On Thanksgiving Day 1963, as the nation still was reeling from the assassination of President John F. Kennedy, a 22-year-old woman was killed in Hollywood. Her naked body wasn't discovered by neighbors for three days. Though still a struggling, little-known actress, her death was banner-headline news in Chicago. Her name was Karyn Kupcinet.
The daughter of longtime Chicago Sun-Times columnist Irv Kupcinet and his wife, Essee, Karyn had been working in Los Angeles for a while but was looking for the break that would catapult her to stardom.
The Tribune story on Sunday, Dec. 1, was a mess. It got her age wrong and quoted anonymous police sources "considering the possibility that the death was a suicide." Later in the story an identified detective called her death a murder and said, "The apartment was all torn up. There must've been a tremendous struggle."

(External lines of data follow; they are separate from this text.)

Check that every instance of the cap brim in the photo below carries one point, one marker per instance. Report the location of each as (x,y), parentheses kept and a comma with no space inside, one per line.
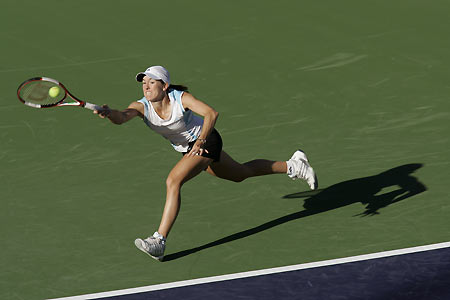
(140,76)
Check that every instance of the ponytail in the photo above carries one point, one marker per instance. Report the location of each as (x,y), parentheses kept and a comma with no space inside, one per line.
(178,87)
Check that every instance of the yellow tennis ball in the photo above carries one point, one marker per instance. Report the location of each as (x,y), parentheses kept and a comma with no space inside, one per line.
(53,92)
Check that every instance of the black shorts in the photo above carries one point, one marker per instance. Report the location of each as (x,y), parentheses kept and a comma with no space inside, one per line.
(213,145)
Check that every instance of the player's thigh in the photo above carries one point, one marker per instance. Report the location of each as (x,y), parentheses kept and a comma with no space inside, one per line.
(228,168)
(187,168)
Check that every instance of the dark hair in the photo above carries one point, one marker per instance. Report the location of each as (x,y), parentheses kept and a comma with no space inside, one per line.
(177,87)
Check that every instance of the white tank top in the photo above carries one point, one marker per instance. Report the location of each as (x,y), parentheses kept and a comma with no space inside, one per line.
(181,128)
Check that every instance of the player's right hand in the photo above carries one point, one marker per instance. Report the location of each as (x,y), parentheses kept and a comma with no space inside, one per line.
(104,112)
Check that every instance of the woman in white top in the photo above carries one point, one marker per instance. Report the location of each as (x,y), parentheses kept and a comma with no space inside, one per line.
(168,109)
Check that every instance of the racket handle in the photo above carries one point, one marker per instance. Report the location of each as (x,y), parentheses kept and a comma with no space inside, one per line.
(92,106)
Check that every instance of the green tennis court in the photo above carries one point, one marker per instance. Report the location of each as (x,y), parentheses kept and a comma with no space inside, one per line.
(361,86)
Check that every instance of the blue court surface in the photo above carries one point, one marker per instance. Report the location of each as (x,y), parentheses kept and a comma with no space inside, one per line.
(411,273)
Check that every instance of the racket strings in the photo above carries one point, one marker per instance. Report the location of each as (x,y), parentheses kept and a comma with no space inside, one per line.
(38,92)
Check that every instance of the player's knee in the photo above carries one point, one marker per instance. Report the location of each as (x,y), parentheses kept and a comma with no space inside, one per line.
(238,178)
(173,182)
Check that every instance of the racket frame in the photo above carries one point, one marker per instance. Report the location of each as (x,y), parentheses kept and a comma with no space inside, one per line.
(61,102)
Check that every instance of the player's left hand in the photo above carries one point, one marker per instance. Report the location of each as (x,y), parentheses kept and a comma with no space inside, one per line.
(197,149)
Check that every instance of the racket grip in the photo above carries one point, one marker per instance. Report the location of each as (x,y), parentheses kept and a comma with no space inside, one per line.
(92,106)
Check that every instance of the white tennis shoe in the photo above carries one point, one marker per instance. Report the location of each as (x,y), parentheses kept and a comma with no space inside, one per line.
(299,168)
(153,246)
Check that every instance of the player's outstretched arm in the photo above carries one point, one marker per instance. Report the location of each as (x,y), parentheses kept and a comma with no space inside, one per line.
(135,109)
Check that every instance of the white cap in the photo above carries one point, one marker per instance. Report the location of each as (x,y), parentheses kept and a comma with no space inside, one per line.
(155,72)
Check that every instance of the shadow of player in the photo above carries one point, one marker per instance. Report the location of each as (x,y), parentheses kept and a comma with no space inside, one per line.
(368,191)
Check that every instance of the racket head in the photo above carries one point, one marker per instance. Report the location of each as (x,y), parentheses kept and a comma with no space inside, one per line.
(34,92)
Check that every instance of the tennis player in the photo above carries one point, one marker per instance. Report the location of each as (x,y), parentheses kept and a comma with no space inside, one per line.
(188,124)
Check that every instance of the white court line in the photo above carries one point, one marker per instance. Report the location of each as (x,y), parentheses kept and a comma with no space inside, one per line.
(324,263)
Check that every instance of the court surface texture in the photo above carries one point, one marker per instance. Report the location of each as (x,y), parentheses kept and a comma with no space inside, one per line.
(362,87)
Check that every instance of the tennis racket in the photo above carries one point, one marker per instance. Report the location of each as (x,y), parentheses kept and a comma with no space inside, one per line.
(44,92)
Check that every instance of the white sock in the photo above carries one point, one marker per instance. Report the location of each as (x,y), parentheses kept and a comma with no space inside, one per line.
(290,167)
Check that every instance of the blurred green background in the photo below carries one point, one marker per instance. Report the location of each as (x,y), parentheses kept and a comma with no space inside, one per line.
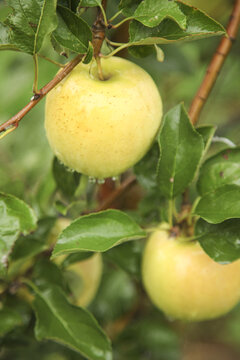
(25,164)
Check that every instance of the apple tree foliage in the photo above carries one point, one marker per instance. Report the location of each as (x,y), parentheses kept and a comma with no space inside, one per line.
(176,162)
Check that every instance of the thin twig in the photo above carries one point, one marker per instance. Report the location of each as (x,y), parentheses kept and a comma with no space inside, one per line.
(14,121)
(98,30)
(116,194)
(215,64)
(35,82)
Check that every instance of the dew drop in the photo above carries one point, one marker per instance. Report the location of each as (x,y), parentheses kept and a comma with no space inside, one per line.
(70,170)
(92,179)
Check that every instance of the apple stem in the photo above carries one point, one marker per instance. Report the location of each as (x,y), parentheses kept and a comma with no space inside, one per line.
(99,66)
(170,212)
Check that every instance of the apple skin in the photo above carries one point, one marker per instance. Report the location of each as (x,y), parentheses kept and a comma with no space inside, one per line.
(184,282)
(83,279)
(101,128)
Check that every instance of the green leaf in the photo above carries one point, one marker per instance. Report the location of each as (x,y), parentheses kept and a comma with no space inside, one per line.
(25,249)
(97,232)
(128,7)
(73,258)
(5,41)
(151,13)
(29,24)
(47,272)
(9,319)
(198,26)
(66,180)
(90,3)
(71,4)
(146,168)
(220,205)
(128,257)
(72,32)
(69,325)
(207,133)
(16,218)
(181,149)
(221,169)
(89,54)
(220,241)
(60,50)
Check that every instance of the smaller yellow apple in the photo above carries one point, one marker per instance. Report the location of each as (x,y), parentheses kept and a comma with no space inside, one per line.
(83,277)
(184,282)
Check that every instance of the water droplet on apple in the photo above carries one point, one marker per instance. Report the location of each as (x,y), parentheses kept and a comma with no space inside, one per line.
(92,179)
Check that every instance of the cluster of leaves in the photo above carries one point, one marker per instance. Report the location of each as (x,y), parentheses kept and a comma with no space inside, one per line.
(182,150)
(28,25)
(167,171)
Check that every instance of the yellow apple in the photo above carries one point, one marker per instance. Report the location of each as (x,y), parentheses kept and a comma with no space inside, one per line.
(83,277)
(101,128)
(184,282)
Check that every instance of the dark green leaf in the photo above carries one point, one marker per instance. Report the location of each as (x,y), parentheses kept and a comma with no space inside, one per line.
(72,32)
(221,169)
(16,218)
(151,13)
(29,24)
(9,319)
(28,246)
(199,25)
(61,50)
(181,149)
(90,3)
(67,181)
(220,205)
(73,258)
(220,241)
(71,4)
(89,55)
(69,325)
(97,232)
(141,51)
(25,248)
(47,272)
(146,169)
(128,257)
(207,133)
(128,7)
(5,41)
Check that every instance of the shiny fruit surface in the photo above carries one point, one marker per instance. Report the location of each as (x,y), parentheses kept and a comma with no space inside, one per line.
(184,282)
(101,128)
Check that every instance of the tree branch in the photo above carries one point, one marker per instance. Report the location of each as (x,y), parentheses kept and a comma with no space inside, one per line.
(14,121)
(216,64)
(98,31)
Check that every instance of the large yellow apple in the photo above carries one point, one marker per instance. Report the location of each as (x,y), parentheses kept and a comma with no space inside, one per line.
(83,277)
(101,128)
(184,282)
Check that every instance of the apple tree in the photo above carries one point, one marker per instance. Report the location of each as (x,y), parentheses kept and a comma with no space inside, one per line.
(128,224)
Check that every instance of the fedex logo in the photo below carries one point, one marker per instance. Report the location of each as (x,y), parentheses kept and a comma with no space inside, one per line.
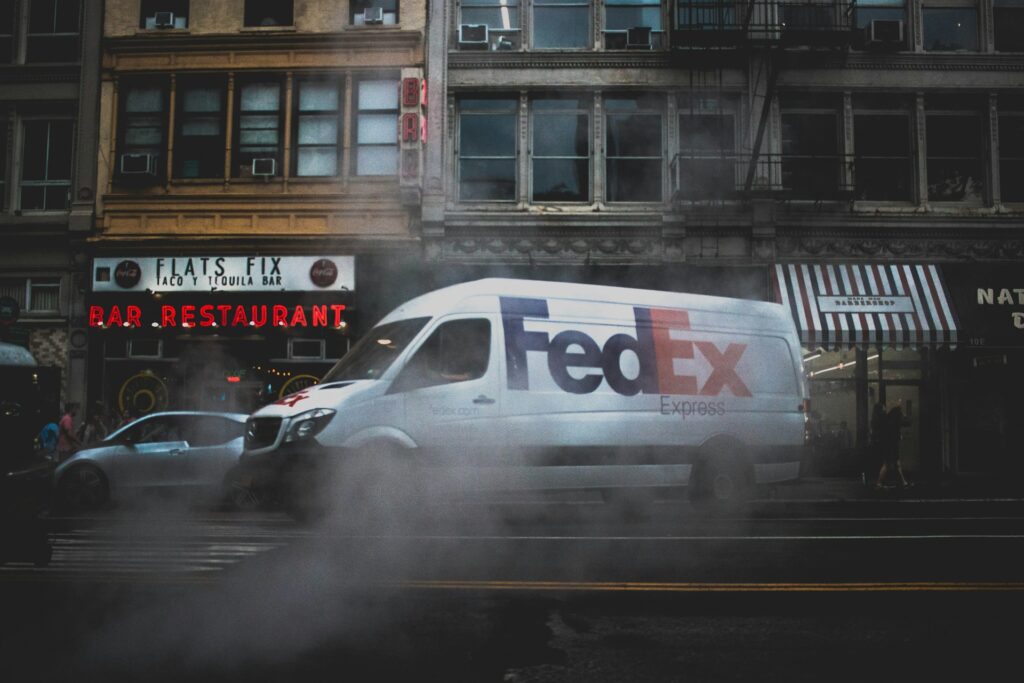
(652,345)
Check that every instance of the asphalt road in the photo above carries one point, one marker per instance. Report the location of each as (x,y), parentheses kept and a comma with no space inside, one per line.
(524,592)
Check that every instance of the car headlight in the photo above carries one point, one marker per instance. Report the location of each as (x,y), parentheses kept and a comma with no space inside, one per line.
(308,424)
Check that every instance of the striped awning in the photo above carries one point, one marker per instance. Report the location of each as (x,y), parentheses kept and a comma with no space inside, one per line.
(867,305)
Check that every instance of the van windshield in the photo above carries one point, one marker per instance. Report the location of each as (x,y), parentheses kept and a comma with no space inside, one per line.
(373,354)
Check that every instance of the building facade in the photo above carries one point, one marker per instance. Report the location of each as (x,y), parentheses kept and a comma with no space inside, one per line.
(859,162)
(251,175)
(49,71)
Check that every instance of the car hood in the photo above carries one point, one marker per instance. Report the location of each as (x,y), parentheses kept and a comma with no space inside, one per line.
(331,394)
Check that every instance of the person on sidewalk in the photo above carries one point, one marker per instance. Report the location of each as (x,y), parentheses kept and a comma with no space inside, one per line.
(892,433)
(68,442)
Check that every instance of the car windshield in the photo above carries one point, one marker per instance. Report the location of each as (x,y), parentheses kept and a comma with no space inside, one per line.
(376,351)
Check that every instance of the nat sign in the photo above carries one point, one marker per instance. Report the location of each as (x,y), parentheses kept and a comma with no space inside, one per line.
(652,344)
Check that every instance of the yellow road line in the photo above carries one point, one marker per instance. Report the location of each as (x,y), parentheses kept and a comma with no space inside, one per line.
(559,586)
(702,587)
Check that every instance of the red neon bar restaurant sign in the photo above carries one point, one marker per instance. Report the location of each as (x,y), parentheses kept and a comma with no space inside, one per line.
(220,315)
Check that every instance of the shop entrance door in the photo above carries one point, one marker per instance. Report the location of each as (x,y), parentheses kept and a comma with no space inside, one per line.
(907,395)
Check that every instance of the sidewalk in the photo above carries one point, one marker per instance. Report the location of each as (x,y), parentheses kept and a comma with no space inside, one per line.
(845,489)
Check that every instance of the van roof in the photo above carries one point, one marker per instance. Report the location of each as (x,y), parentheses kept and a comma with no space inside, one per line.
(11,354)
(454,298)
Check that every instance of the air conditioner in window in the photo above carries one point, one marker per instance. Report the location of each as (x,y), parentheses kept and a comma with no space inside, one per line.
(264,167)
(138,165)
(163,19)
(884,33)
(373,15)
(638,38)
(473,37)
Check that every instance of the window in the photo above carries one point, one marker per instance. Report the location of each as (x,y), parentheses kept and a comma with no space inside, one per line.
(377,128)
(624,14)
(955,168)
(46,159)
(373,354)
(561,24)
(388,13)
(456,351)
(258,126)
(53,28)
(6,31)
(706,14)
(948,29)
(883,163)
(633,148)
(155,14)
(487,136)
(1009,23)
(707,166)
(268,12)
(205,431)
(199,141)
(561,148)
(810,147)
(142,129)
(34,295)
(496,14)
(1012,155)
(879,10)
(317,128)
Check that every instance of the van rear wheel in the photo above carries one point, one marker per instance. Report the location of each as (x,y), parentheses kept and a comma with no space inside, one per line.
(723,483)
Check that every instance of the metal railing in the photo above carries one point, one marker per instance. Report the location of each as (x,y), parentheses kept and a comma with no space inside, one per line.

Very little about the case would prove simple.
The second-day coverage, under the headline, "4 Face Quiz in Starlet's Slaying," focused on four male friends, including boyfriend Andrew Prine, and revealed that the autopsy showed she had been strangled. Prine said he had talked with her twice by phone on Wednesday, trying to patch up a "lovers' quarrel." Two of the men, who knew her through Prine, said they visited her apartment Wednesday evening and left when she turned in for the night.
Police then revealed that Prine and Kupcinet had been the target of anonymous death threats, the words written in letters cut out of magazines, as if in a pulp novel. But even that didn't lead anywhere. Two days later, the Tribune reported that police found Kupcinet's fingerprints on the sticky side of a piece of tape used to make the threatening letters. She apparently had been sending the notes to herself and Prine with the hope it would bring them back together.
Because of its proximity to Kennedy's assassination, Kupcinet's death got wrapped up in one of the more far-fetched conspiracy theories that had her trying to warn officials that the president was in danger.
More than 1,500 people attended services at Temple Sholom on North Lake Shore Drive, including Gov. Otto Kerner and Mayor Richard J. Daley.
The eulogist described her as a beautiful person with a warm heart who "moved across the stage of life too quickly."